PROFESSEUR DE GÉOLOGIE A L’INSTITUT CATHOLIQUE DE TOULOUSE


Mes Chers Amis,

Debout sur son rocher, souriante, la Vierge portant sur ses bras l’Enfant Divin accueille en cette claire matinée de Dimanche les Géologues français venus lui apporter l’hommage de leur vénération. Et je me réjouis de vous trouver si nombreux à cette heure, parce que je sens que vous avez été poussés à venir ici par un autre sentiment qu’une amicale sympathie pour les prêtres, vos compagnons de travail et d’étude. Vous avez pensé qu’ayant fait large durant ces quelques jours la part de l’esprit dans sa tâche intellectuelle, il était bon de réserver quelques instants de cette matinée pour permettre à votre âme de gravir, elle aussi, les sommets …

Et la Vierge de la Garde nous accueille, aux bords somptueux de cette Méditerranée qui vit voguer sur les flots, il y a quelque 2.000 ans, les premiers serviteurs du Christ, qui, là-bas, en terre galiléenne, venaient pour nous de mourir d’une mort scélérate. Douze pauvres hommes partant à la conquête du monde mystique ; douze ignorants qui allaient avoir à discuter avec les philosophes les plus réputés d’Athènes, et à leur imposer leur conception d’un Dieu unique, Sauveur et Rédempteur du monde ; douze bateliers du Lac de Tibériade qui allaient marcher résolument contre la Rome superbe des Césars, et peu à peu faire pénétrer leur doctrine rayonnante de paix et de joie dans ce monde, prématurément vieilli par les excès d’une civilisation tout entière basée sur le progrès matériel.

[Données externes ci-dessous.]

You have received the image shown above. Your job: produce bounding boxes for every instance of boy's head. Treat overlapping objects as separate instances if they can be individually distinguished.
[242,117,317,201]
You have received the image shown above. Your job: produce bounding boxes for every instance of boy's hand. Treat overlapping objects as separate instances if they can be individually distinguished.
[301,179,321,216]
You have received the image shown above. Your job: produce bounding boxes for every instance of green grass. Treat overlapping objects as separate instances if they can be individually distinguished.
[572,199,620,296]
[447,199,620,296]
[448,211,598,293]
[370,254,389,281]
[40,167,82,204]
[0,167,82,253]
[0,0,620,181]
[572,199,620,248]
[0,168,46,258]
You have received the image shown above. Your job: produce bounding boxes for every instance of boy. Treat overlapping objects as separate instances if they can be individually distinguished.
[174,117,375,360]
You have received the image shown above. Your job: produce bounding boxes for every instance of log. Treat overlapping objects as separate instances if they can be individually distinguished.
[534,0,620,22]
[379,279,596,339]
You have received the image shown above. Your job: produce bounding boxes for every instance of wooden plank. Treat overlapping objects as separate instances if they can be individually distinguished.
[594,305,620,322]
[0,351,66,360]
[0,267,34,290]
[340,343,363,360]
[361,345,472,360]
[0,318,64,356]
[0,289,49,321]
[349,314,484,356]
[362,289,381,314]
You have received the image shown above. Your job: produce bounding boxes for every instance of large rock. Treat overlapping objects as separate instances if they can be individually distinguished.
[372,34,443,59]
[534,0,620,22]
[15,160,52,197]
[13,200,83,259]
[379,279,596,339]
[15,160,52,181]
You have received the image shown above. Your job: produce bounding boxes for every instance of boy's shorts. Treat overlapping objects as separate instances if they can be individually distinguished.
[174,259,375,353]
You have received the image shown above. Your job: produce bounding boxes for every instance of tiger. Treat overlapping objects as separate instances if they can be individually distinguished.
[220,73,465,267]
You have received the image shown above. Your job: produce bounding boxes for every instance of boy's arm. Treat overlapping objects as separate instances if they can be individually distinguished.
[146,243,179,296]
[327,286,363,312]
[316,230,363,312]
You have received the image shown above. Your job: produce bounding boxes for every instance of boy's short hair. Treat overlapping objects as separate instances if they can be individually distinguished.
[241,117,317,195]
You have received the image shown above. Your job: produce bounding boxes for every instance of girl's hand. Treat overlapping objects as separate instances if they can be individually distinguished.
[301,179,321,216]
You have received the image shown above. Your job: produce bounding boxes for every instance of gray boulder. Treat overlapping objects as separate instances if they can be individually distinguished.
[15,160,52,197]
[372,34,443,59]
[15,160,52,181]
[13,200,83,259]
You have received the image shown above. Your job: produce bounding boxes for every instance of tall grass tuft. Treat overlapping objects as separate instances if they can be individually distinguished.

Et sans doute, derrière eux, d’autres conquérants spirituels s’embarquèrent-ils à leur tour, puisque la Provence est fière de conserver leurs tombeaux. Ensemble nous verrons la Sainte Baume et la grotte où Madeleine pleura ses pauvres péchés ; et puis il y a Tarascon où dans la crypte de la grande Basilique repose Marthe, sœur de Lazare ; et puis, les Saintes-Maries de la Mer ; et d’autres encore … Quelle est la part de certaines légendes et celle de l’Histoire dans ces vieux récits que nous transmet la tradition ? Nul ne le sait. Mais souvent, ici comme ailleurs, la légende et l’histoire se rejoignent et s’entremêlent, et le « merveilleux », cher aux premiers âges chrétiens, vient mettre un peu d’or sur nos idées critiques, avides de précision.

Tous les voyageurs viennent comme nous saluer Notre-Dame de la Garde, et leur dernier regard vers la terre de France qu’ils quittent est pour celle qui, du haut de son roc, semble maternellement se pencher sur leur détresse pour adoucir la plaie secrète de leur cœur. Comment ne nous accueillerait-elle pas avec tendresse, nous, les Géologues ?

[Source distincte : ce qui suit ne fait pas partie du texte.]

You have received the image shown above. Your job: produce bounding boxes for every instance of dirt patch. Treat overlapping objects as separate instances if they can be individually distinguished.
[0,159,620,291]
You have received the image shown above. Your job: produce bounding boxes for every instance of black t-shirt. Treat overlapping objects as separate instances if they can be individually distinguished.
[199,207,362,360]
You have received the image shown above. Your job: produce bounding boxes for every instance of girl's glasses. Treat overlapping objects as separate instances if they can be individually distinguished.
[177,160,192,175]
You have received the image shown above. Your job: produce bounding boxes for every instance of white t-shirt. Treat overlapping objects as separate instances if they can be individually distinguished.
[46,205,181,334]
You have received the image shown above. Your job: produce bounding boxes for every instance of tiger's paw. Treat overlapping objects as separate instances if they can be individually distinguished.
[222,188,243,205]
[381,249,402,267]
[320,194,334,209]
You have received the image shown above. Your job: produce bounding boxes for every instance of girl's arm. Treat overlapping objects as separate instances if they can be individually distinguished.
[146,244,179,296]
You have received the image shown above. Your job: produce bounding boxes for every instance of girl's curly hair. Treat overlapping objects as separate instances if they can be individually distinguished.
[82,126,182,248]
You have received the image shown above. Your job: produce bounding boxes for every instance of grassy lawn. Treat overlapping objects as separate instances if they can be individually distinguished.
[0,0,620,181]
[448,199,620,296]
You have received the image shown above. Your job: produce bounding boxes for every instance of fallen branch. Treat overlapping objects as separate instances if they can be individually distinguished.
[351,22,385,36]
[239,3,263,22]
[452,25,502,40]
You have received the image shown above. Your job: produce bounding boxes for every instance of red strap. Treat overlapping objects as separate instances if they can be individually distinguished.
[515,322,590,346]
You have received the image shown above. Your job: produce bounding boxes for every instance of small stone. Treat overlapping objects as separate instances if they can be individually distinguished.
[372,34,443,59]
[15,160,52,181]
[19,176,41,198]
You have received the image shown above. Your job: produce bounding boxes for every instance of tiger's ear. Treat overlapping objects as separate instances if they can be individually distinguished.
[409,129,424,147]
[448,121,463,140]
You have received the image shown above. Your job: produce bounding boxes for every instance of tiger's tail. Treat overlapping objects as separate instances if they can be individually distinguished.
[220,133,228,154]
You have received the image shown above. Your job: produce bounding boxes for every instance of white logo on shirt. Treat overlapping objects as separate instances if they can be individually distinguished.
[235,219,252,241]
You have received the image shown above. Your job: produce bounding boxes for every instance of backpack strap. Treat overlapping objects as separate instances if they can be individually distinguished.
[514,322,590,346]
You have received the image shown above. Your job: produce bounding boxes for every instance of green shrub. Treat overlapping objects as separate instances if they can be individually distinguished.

Tout à l’heure, rayonnant autour de la Basilique, nous allons, sous la conduite de ceux dont l’Enseignement nous charme depuis trois jours déjà, essayer de faire revivre une fois de plus ces énormes crêtes provençales, vagues monstrueuses figées en une dernière menace comme pour quelque orgueilleux défi ! Une à une, on nous les nommera ; et sans doute, à les voir ainsi s’étaler sous nos yeux, les paroles du Psalmiste nous reviendront-elles à l’esprit : « Montes exultaverunt ut arietes » ? Oui, les montagnes se sont élevées comme des béliers, et les collines se sont dressées comme de jeunes agneaux. Et nous essaierons de comprendre comment cela a pu se faire. On reconstituera patiemment, pour nous, l’histoire de chaque pli, et peu à peu dans notre esprit, se refera cette série de géographies concordantes, s’emboîtant les unes dans les autres qui s’appelle : « La GÉOLOGIE ». Et quand tout sera terminé, qu’à bout d’efforts nous serons arrivés à une solution théoriquement satisfaisante, il nous manquera encore quelque chose. Je souhaite de tout cœur, que la nouvelle conception géologique de la Provence soit la vraie et la bonne, afin que dans dix ans, nos étudiants et nous-mêmes, n’ayons pas besoin comme nous le faisons à cette heure de brûler ce que nous avons adoré … Mais tout de même il nous restera tout à dire : c’est le propre de notre esprit qu’il lui est impossible de s’attacher à une réponse purement humaine. Il semble que d’inaccessibles sommets lui sont promis et que les solutions définitives ne sont pas de ce monde. « Fecisti nos ad te, Deus » disait le grand évêque d’Hippone. Oui, vous nous avez fait pour vous, Seigneur, et notre cœur est inquiet jusqu’à ce qu’il repose en Vous ! Au-dessus des solutions humaines, le problème se pose toujours, et plus nous l’examinons, et plus il se complique : Comment se fait-il, Seigneur, que nous nous trouvions si pauvres au milieu des merveilleuses découvertes du Génie humain ?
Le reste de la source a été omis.